A minor palliative can be achieved by establishing a true
fund and investing the proceeds to achieve higher returns over time.
Of course, that would require putting more than $1 trillion of government
debt into the market place (that is about the size of the accumulated surpluses
between benefits and payroll taxes that are on the books currently).
As the fund managers would have that trillion to invest,
the impact upon financial markets might not be dramatic. However, any shift from government to private demand for
financial assets of that magnitude would have some impact upon the economy.
(Despite the positive demand for equities, I would assume that the higher
interest rates that probably would prevail would have a greater restraint on the
economy than the higher equity values could offset.)

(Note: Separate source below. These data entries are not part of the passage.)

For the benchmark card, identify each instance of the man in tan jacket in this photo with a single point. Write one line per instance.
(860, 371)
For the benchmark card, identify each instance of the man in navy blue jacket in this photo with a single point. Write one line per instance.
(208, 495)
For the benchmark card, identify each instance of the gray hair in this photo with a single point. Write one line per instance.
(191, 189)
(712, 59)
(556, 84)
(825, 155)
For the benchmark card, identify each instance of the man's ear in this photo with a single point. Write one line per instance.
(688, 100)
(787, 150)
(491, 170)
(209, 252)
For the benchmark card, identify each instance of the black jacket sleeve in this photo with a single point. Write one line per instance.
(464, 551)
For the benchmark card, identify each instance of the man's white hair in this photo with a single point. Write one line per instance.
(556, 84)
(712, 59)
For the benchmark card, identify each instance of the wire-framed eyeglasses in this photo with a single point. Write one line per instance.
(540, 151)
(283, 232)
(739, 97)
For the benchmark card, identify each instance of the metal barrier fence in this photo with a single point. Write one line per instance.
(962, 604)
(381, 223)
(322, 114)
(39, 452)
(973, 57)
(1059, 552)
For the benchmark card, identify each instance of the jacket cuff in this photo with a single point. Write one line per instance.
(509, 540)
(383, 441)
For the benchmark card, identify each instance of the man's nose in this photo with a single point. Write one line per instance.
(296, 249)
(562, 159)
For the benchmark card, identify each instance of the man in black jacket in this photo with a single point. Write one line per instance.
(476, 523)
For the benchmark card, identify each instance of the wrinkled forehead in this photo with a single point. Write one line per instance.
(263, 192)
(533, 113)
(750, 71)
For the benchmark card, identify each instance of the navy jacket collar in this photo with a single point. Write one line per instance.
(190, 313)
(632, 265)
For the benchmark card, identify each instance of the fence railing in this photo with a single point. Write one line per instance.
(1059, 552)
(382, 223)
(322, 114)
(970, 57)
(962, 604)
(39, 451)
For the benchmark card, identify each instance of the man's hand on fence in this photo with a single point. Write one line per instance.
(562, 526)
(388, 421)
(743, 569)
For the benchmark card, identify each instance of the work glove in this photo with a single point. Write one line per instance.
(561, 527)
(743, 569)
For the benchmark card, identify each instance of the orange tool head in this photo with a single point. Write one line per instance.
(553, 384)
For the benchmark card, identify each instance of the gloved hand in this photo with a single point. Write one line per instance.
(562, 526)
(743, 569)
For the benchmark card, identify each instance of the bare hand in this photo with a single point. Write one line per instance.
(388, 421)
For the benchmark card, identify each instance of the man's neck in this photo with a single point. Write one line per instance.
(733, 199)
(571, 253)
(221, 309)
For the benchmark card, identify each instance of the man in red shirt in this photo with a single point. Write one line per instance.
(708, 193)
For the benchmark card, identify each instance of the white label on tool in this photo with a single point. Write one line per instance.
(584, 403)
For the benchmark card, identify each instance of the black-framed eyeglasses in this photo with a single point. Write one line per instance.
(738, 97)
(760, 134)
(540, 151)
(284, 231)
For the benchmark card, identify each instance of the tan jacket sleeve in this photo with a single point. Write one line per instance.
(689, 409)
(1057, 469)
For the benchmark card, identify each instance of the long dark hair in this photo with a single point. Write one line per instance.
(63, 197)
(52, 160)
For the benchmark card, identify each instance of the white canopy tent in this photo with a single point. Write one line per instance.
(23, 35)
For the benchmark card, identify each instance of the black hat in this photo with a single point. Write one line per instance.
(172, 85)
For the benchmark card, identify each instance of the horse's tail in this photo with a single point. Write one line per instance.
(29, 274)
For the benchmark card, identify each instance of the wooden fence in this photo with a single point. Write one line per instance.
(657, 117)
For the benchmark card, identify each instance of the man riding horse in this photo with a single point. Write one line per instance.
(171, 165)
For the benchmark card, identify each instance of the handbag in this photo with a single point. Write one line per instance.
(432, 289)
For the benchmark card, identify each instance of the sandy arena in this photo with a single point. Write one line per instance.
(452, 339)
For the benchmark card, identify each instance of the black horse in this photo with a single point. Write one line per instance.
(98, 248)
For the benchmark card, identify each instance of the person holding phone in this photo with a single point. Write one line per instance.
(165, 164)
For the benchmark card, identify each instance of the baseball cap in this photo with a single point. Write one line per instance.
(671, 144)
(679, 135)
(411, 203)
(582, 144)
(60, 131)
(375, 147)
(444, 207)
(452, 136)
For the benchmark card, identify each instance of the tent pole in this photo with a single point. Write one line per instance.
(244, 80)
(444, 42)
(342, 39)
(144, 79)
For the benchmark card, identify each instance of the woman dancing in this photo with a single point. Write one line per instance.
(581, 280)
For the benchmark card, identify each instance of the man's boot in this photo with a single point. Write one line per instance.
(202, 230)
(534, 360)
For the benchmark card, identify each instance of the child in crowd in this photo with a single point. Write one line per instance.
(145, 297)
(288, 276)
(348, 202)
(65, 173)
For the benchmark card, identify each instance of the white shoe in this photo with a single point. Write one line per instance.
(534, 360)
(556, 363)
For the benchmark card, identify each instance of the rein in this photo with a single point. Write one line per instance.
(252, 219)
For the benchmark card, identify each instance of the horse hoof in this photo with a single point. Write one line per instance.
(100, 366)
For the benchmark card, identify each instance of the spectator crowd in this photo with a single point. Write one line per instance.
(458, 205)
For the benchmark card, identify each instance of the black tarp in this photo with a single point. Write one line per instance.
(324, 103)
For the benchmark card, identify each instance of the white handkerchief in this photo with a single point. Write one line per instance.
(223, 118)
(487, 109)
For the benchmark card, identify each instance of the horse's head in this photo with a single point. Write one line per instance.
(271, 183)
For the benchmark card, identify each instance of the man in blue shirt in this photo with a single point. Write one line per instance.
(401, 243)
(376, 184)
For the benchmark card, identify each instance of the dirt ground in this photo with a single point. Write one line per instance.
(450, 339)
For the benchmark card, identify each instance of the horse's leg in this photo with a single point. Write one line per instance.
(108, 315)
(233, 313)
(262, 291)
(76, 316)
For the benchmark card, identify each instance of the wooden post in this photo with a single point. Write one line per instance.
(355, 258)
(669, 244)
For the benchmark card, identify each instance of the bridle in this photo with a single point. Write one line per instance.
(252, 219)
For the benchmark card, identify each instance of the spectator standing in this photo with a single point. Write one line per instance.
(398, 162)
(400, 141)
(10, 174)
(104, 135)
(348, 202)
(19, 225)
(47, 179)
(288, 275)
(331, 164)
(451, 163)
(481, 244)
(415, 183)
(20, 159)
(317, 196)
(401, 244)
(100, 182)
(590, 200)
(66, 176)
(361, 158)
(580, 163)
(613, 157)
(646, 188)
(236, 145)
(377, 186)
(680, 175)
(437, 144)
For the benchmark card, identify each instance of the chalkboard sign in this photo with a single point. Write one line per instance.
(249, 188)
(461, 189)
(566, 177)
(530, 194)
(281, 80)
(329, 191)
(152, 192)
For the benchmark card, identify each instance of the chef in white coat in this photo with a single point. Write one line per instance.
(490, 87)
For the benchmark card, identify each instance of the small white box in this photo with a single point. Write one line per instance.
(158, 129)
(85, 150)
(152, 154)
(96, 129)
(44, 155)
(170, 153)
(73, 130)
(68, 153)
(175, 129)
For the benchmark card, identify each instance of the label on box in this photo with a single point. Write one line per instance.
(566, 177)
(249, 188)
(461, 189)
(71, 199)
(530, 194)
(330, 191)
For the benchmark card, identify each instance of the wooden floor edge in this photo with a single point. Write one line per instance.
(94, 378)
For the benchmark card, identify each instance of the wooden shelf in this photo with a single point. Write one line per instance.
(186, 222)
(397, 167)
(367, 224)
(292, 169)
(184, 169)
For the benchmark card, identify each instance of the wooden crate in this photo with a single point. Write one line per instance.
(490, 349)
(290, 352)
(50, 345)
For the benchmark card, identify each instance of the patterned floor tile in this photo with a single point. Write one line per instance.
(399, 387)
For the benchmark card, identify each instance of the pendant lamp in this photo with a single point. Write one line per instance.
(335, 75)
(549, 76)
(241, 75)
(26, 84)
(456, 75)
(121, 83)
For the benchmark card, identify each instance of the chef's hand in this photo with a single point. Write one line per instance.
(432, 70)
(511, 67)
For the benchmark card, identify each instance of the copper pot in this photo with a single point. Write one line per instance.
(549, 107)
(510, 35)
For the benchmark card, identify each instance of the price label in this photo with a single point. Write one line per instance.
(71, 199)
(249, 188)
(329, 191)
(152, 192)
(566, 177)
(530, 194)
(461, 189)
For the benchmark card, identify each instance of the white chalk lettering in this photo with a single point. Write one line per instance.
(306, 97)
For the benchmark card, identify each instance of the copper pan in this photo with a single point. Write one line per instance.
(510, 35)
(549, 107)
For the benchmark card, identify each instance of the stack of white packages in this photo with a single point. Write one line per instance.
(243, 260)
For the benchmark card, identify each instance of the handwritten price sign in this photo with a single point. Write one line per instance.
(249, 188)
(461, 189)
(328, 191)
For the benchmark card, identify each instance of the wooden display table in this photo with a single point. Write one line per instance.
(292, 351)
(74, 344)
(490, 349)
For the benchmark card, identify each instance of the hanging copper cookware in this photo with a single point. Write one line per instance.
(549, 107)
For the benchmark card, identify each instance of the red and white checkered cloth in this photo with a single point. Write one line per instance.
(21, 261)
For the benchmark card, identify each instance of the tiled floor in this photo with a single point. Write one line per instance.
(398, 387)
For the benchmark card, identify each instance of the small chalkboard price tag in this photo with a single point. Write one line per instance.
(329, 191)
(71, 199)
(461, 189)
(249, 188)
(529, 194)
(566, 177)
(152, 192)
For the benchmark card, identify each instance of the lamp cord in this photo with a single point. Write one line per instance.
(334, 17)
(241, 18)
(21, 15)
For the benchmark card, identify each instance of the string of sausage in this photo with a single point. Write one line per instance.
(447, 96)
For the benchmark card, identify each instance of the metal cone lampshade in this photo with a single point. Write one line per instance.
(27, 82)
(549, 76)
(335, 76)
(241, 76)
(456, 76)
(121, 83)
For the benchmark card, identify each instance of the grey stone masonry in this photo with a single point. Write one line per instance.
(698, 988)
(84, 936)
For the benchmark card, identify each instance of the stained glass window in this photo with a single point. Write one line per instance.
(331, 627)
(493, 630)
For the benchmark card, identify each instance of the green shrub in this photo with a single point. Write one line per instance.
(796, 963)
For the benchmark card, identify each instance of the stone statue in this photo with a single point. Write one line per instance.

The President’s solution of creating private investment
accounts managed by individuals would lower the actuarial deficit but accelerate
the cash flow shortfall. In other
words, the social security actuarial deficit would shrink but the absence of
some contributions would exhaust social security funds even sooner than
currently projected.
Although experts will debate the merits of the current
prescription drug program, having a medical program that includes drug therapy
makes much more sense than medicare prior to the President’s initiative.
Hospitals should not be used to get prescriptions, which is almost the
only way the old indigent can get funded drug therapy today.
Therefore, we must develop a comprehensive program that is
adequately funded or admit to the children of our seniors that they will not
receive the same benefits that currently are available to their parents.